Der Merksatz für Verkäufer muss daher anders lauten: «Behandle andere so, wie sie gerne behandelt werden möchten.» Übertragen auf den Verkauf bedeutet das: «Verkaufe so, wie der Kunde gerne kaufen möchte.» Um nach diesem Motto vorgehen zu können und zu wissen, wie der jeweilige Kunde behandelt werden will, muss der Verkäufer merken und verstehen, wie sein Gegenüber tickt. Er muss in der Lage sein, den Menschen, den er berät, zu «lesen», seine Wellenlänge herausfinden. Nur so kann er ihn richtig abholen, mit ihm auf dem Kanal kommunizieren, den er nutzt, und die richtige Beziehungschemie erzeugen.
Kunden einschätzen können
Ein Verkäufer muss also auf jeden Fall ein Menschenkenner sein. Das klingt erst mal so, als wenn nur «alte Hasen» im Vertrieb mit jahrelanger Erfahrung im Umgang mit Kunden das erfüllen könnten. Dem ist zum Glück nicht so. Denn es gibt von der Persönlichkeitspsychologie abgeleitete Modelle, die dem Verkäufer helfen, Kunden vom Verhalten her besser einschätzen zu können. Zugrunde liegt dabei ein Klassifikationssystem, das Menschen gemäss bestimmten Verhaltensmustern in Persönlichkeitstypen einordnet. Den diversen Typen werden dabei Farben zugeordnet.

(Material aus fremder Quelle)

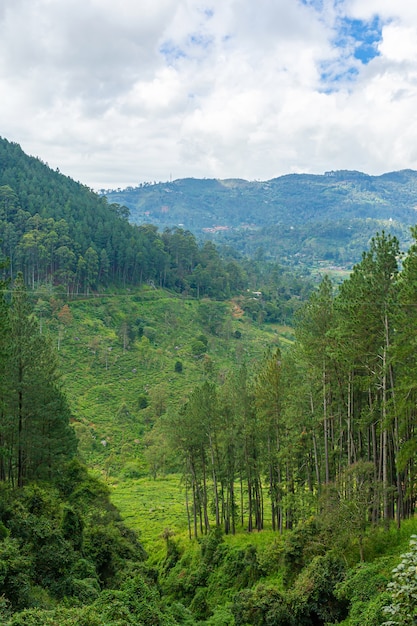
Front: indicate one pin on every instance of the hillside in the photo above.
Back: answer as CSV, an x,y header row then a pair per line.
x,y
296,219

So werden beispielsweise bei der Persönlichkeitsbestimmung nach «Insights MDI» Menschen in rote, blaue, gelbe und grüne Typen eingeteilt. Rote Typen sind extravertiert und dominant, blaue introvertiert und sachlich, gelbe Typen sind kreativ und kontaktfreudig, grüne gelten im Allgemeinen als einfühlsam und beständig (siehe Box «Kundentypen erkennen und richtig mit ihnen umgehen»).
Der Verkäufer kann sich an einem solchen Modell gut orientieren. Denn es zeigt nicht nur die gängigen Verhaltensweisen für die verschiedenen Persönlichkeitstypen, sondern liefert auch Hinweise, wie mit den verschiedenen Typen jeweils am besten umgegangen werden sollte, um eine gute Beziehungsebene zu erreichen. Auf jeden Fall aber muss er im Umgang mit dem Kunden sehr aufmerksam und wachsam sein: Damit er den Persönlichkeitstyp des Kunden erfassen kann, gilt es für ihn, dessen Verhalten und Körpersprache zu beobachten, aktiv zuzuhören (welche Worte nutzt der Kunde?) und auch den Tonfall der Stimme des Gegenübers sehr genau wahrzunehmen. Zudem können Rückschlüsse aus der Umgebung geschlossen werden. Bei einem wohlorganisierten Schreibtisch wird es sich beispielsweise eher um einen strukturierten blauen Typ handeln, während der Arbeitsplatz eines gelben Typs in der Regel unaufgeräumt und überladen wirkt.